I wonder if the skeptics ever tire of calling some of the most intelligent, reasoned people on the planet liars? The second story in the video is about the man who wouldn't stop bleeding out, just when they were going to throw in the towel everybody stopped in their tracks and they all felt a presence in the room. The moment they felt the presence the man stopped bleeding and recovered. Is he lying?

He being so smart does not have nothing to with truth, does it? In this case, he can believe that has past 20 minutes, where it could be 1 or 2 minutes, couldn't be? Can he prove it without actual video? There is no actual evidence to any of claims - except his word - and sorry, but his word is just not enough...

I believe in repetition and experiment, and once they show that really, there is something next to person who died - I'll believe it. Until then, those urban legends are just that - urban legends...

posted on Jul, 2 2014 @ 02:13 PM
Thanks for sharing this. This case, IMO, is adding credibility to NDE's being more than just a brain-created thing.
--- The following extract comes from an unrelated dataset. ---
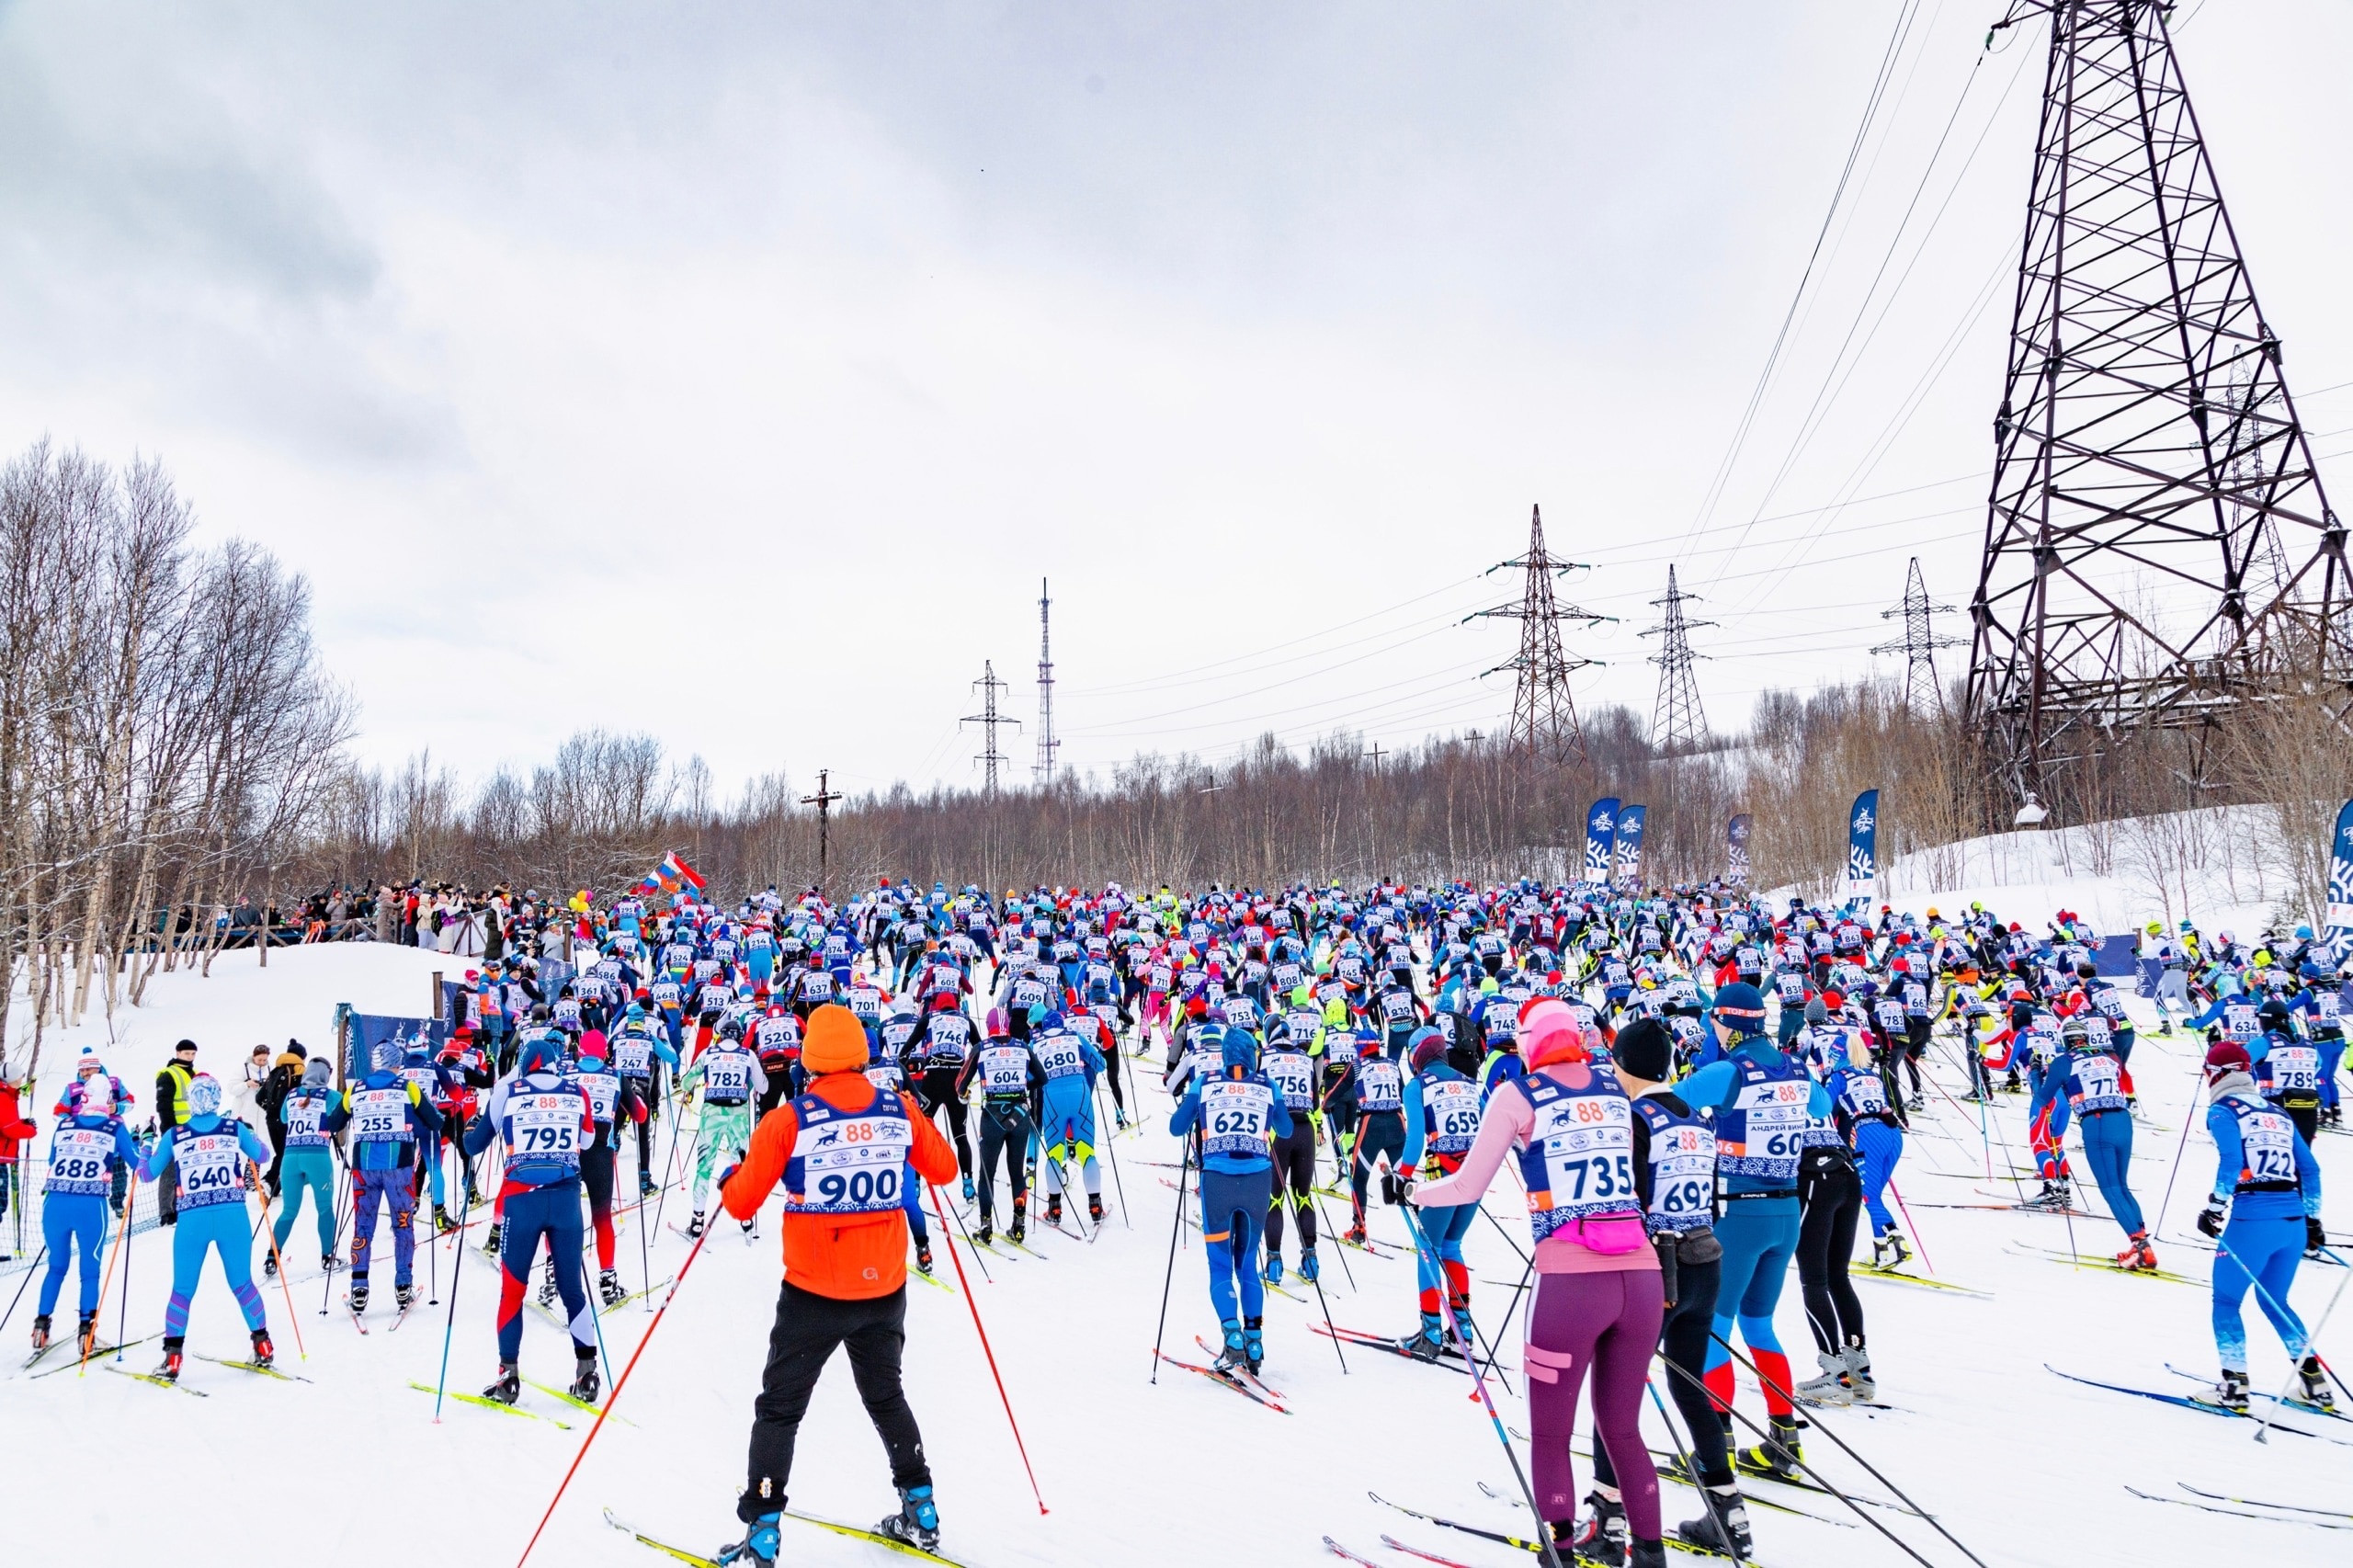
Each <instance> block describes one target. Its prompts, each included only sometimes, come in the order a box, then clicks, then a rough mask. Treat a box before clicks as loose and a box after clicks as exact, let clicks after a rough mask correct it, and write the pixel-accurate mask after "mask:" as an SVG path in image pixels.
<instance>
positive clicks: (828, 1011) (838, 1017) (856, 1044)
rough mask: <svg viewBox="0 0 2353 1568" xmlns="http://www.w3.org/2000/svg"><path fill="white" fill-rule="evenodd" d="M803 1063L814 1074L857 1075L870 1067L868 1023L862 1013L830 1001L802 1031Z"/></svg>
mask: <svg viewBox="0 0 2353 1568" xmlns="http://www.w3.org/2000/svg"><path fill="white" fill-rule="evenodd" d="M800 1064H802V1067H805V1069H809V1071H812V1074H854V1071H859V1069H861V1067H866V1026H864V1024H859V1015H856V1012H852V1010H849V1008H842V1005H838V1003H826V1005H824V1008H819V1010H816V1012H812V1015H809V1026H807V1029H802V1034H800Z"/></svg>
This is proof that someone left their body.

My mom had to have a life-saving surgery in 2012. She had an aortic aneurysm that had went to 12mm in a very short time. The surgeon gave her 0% life expectancy which he shared with us and her right before he took her to the operating room. The surgeon asked her if she was ready and she said that she asked god to help her. The rest of us thought this was her final moment on earth. We were devastated.

The surgeon told us that his nurse would call the phone in the waiting room and update us. He said to expect that the first call would be to let us know that they had just started. The next call, he said, will most probably be that she is bleeding and they cannot stop it. He was preparing us for her death.
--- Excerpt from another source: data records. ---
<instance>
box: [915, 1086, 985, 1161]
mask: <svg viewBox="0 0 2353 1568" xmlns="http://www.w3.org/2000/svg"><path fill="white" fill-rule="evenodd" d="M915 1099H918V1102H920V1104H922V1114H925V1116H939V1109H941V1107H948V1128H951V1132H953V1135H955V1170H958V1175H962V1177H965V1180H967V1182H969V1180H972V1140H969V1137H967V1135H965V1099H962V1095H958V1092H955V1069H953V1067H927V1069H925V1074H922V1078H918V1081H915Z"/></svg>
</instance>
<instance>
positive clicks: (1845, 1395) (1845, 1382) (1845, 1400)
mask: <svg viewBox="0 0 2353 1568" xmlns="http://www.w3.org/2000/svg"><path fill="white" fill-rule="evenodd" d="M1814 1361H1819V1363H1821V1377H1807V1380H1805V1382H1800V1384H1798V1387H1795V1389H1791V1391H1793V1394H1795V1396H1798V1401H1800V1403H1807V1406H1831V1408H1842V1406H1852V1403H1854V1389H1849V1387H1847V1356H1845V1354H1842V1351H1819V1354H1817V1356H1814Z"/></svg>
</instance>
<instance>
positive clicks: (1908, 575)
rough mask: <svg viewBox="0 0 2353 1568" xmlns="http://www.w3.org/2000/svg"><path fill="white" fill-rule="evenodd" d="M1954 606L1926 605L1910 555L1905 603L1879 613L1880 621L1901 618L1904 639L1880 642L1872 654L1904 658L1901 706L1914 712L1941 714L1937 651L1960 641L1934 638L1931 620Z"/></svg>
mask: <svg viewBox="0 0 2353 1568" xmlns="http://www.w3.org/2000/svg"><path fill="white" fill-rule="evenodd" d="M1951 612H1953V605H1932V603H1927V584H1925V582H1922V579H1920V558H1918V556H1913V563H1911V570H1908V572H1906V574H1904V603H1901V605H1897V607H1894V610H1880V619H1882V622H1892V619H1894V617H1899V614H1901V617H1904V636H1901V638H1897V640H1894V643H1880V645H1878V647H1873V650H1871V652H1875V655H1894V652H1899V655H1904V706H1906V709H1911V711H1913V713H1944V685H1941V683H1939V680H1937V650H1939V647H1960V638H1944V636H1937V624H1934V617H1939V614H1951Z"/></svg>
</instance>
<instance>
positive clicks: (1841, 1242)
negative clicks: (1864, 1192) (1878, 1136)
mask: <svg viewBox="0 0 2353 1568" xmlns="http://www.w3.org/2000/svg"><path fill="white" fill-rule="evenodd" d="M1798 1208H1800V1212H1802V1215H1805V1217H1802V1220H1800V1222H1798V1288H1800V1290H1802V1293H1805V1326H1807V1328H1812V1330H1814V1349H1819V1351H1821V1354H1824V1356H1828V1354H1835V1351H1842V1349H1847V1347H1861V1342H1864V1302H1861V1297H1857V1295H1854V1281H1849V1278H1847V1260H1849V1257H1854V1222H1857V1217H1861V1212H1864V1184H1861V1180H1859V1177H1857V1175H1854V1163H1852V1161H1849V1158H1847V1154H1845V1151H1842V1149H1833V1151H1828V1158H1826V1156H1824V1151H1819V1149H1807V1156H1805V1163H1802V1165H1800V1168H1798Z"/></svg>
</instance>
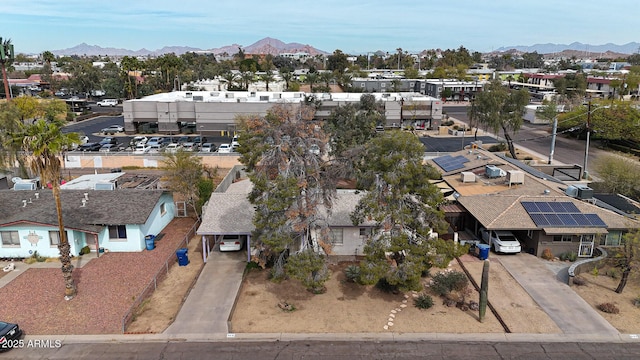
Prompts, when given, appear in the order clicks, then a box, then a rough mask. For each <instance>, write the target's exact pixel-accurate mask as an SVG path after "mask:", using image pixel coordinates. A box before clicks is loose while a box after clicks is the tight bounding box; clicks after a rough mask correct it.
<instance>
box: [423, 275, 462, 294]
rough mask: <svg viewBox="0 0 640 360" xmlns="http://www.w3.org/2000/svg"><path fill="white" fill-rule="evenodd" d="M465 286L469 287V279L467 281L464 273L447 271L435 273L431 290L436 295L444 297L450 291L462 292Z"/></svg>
mask: <svg viewBox="0 0 640 360" xmlns="http://www.w3.org/2000/svg"><path fill="white" fill-rule="evenodd" d="M467 285H469V279H467V276H466V275H465V274H464V273H462V272H459V271H449V272H441V273H437V274H436V275H435V276H434V277H433V284H432V285H431V289H433V291H434V292H435V293H436V294H438V295H440V296H444V295H447V294H449V293H450V292H452V291H462V290H464V289H465V288H466V287H467Z"/></svg>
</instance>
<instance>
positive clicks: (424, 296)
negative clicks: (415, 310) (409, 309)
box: [413, 294, 433, 309]
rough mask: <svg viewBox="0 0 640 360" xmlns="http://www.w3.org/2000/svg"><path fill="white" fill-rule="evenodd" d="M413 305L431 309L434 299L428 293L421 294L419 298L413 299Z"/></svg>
mask: <svg viewBox="0 0 640 360" xmlns="http://www.w3.org/2000/svg"><path fill="white" fill-rule="evenodd" d="M413 305H415V307H417V308H418V309H429V308H430V307H432V306H433V299H432V298H431V296H429V295H427V294H420V295H418V297H417V298H415V299H413Z"/></svg>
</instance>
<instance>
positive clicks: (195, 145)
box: [182, 142, 198, 151]
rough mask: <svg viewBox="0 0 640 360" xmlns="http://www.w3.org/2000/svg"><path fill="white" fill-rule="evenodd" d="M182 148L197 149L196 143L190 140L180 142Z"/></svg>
mask: <svg viewBox="0 0 640 360" xmlns="http://www.w3.org/2000/svg"><path fill="white" fill-rule="evenodd" d="M182 150H184V151H198V144H196V143H192V142H188V143H184V144H182Z"/></svg>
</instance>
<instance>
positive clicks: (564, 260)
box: [560, 251, 578, 262]
mask: <svg viewBox="0 0 640 360" xmlns="http://www.w3.org/2000/svg"><path fill="white" fill-rule="evenodd" d="M577 259H578V254H576V252H575V251H567V252H565V253H562V254H560V260H562V261H571V262H574V261H576V260H577Z"/></svg>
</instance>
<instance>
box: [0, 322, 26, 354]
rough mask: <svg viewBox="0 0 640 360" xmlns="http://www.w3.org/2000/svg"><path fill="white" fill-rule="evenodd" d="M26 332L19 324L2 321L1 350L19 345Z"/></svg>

The calls came and every call said that she was doing great. At around 4-5 hours, the surgeon and his staff came into the waiting room. They were all glowing. That's the only way I can describe it. They were glowing. He said that her kidneys were good and that she should make a full recovery. I said "but you didn't give her any chance, what happened?" He said that he didn't know. He said that he was not religious at all, but he and his staff felt some sort of presence in that room. It was undeniable, he said. He also stated something about some sort of glow coming from the corner of the O.R.. He couldn't explain it. He also said that one part of the surgery that usually takes him 30 minutes had only taken him about ten minutes. He said his hands were working really fast and that it was bizarre. I was like WTF?. The other Doc that was helping told me that he confirms all that he just said was absolutely true. So didn't the O.R. nurse. They all seemed a little confused or in shock about what had happened in there.
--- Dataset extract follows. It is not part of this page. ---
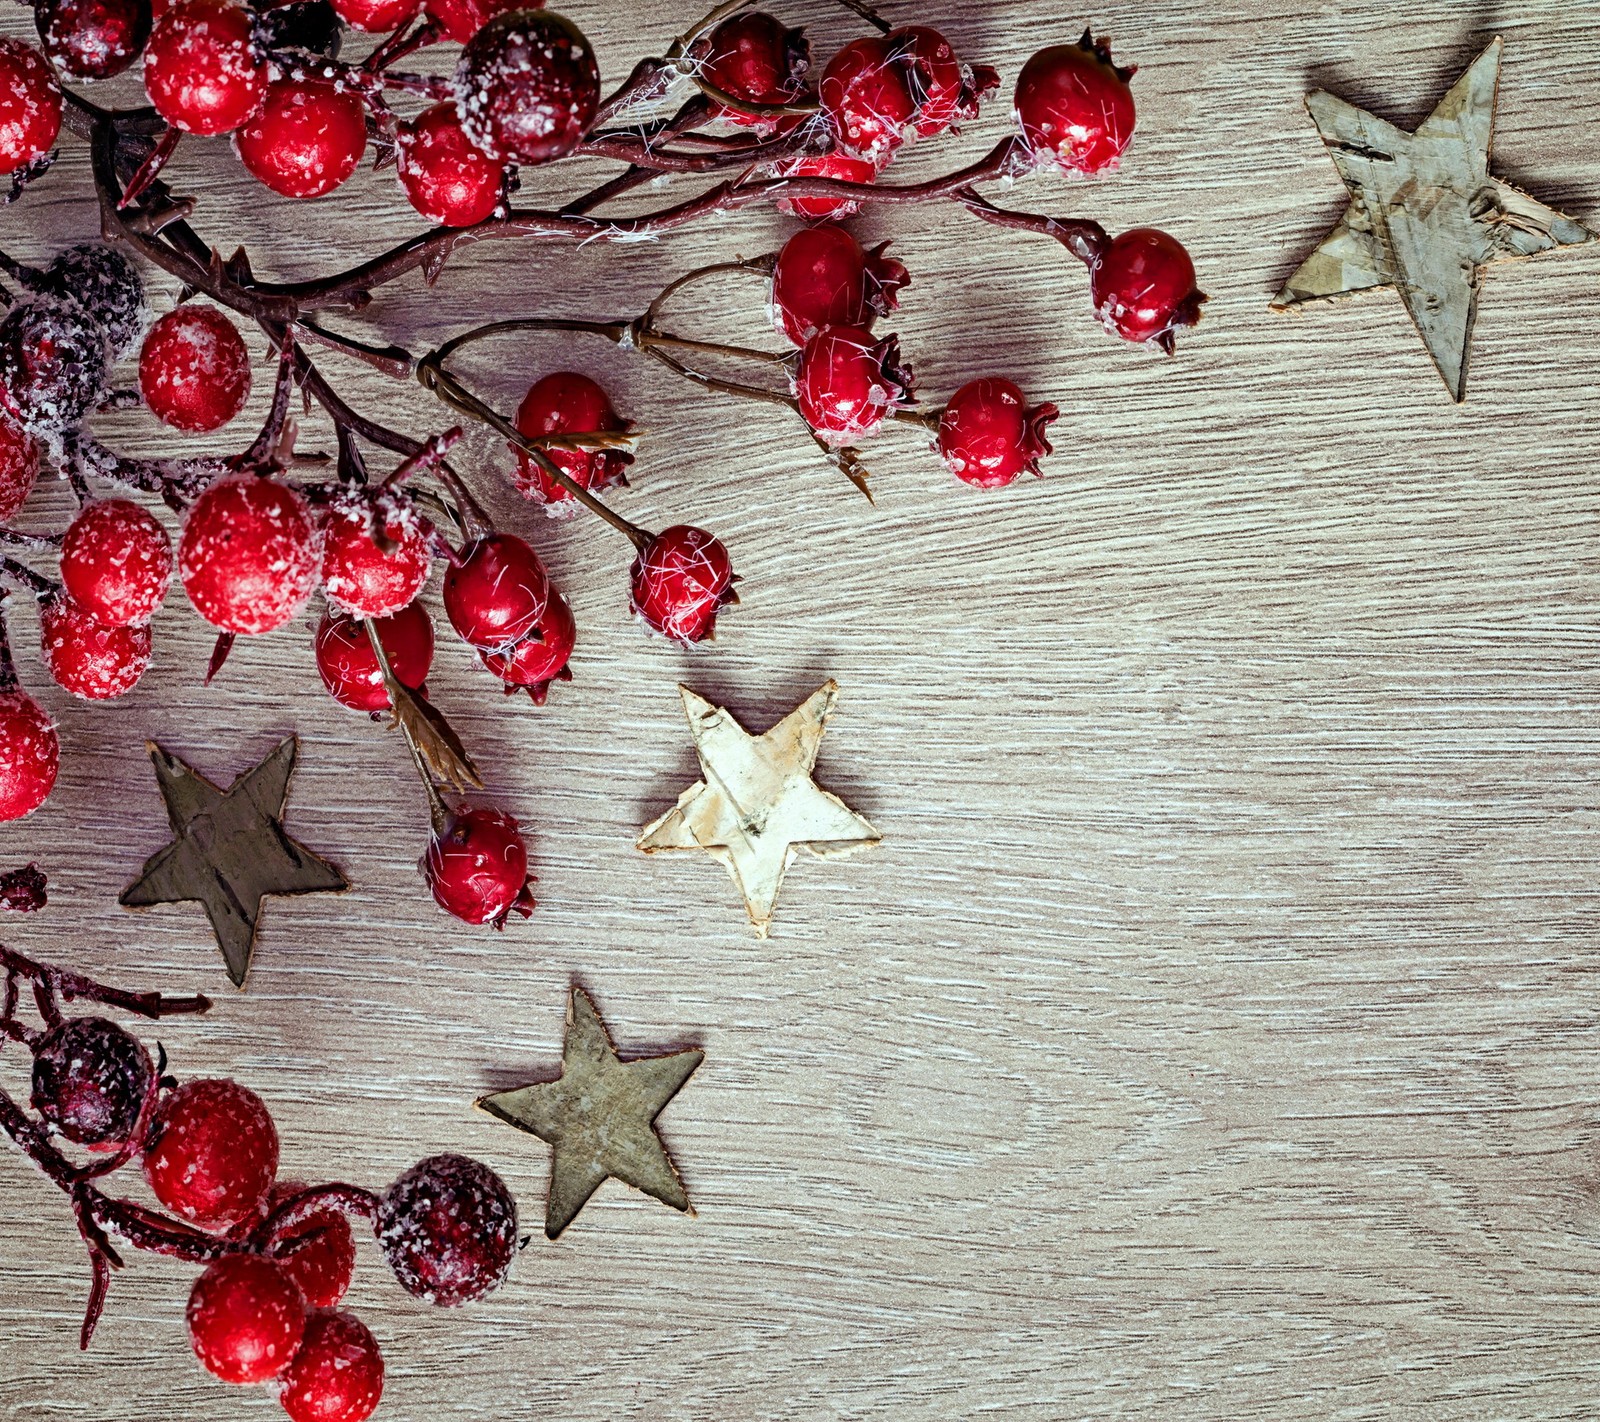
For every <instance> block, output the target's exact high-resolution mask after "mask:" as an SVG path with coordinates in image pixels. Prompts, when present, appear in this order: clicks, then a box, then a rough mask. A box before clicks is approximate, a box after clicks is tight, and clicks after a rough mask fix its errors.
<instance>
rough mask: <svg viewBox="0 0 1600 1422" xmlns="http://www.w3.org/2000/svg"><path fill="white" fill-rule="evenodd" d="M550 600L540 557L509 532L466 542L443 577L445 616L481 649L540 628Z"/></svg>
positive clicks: (532, 549) (527, 634) (502, 643)
mask: <svg viewBox="0 0 1600 1422" xmlns="http://www.w3.org/2000/svg"><path fill="white" fill-rule="evenodd" d="M549 601H550V579H549V577H547V576H546V573H544V565H542V563H541V561H539V555H538V553H534V550H533V549H530V547H528V545H526V544H525V542H523V541H522V539H520V537H514V536H512V534H509V533H494V534H490V536H488V537H480V539H475V541H474V542H470V544H467V547H466V549H464V550H462V553H461V561H458V563H454V565H453V566H451V568H450V569H448V571H446V573H445V616H448V617H450V625H451V627H454V629H456V633H458V635H459V637H461V640H462V641H466V643H467V645H469V646H475V648H478V649H480V651H499V649H501V648H504V646H510V645H512V643H514V641H520V640H522V638H523V637H526V635H528V633H530V632H533V629H534V627H538V625H539V622H541V619H542V617H544V611H546V606H547V605H549Z"/></svg>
I don't really believe in god or anything but there is no doubts that something was in that room with them and changed my moms fate. Four months later, a vein to her colon had completely hardened from heart disease and was causing her major problems. This meant another surgery, and again, because of her heart, the Doc said that she would not survive the surgery. She said that she wasn't having another surgery. Before the Doc would let her leave the hospital, he got Hospice in place. She died two months later.

posted on Jul, 2 2014 @ 02:27 PM
a reply to: Fylgje

Thanks for sharing your story.

posted on Jul, 2 2014 @ 06:07 PM
The thing that annoys me about near death experience stories is that people always want to link them to religion or heaven. Why do they have to be anything to do with religion? It could be another dimension that people slip into or the consciousness moving on to another place. It all seems very scientific to me. Saying that someone is close-minded because they are not religious is one of the most ridiculous things I have ever heard.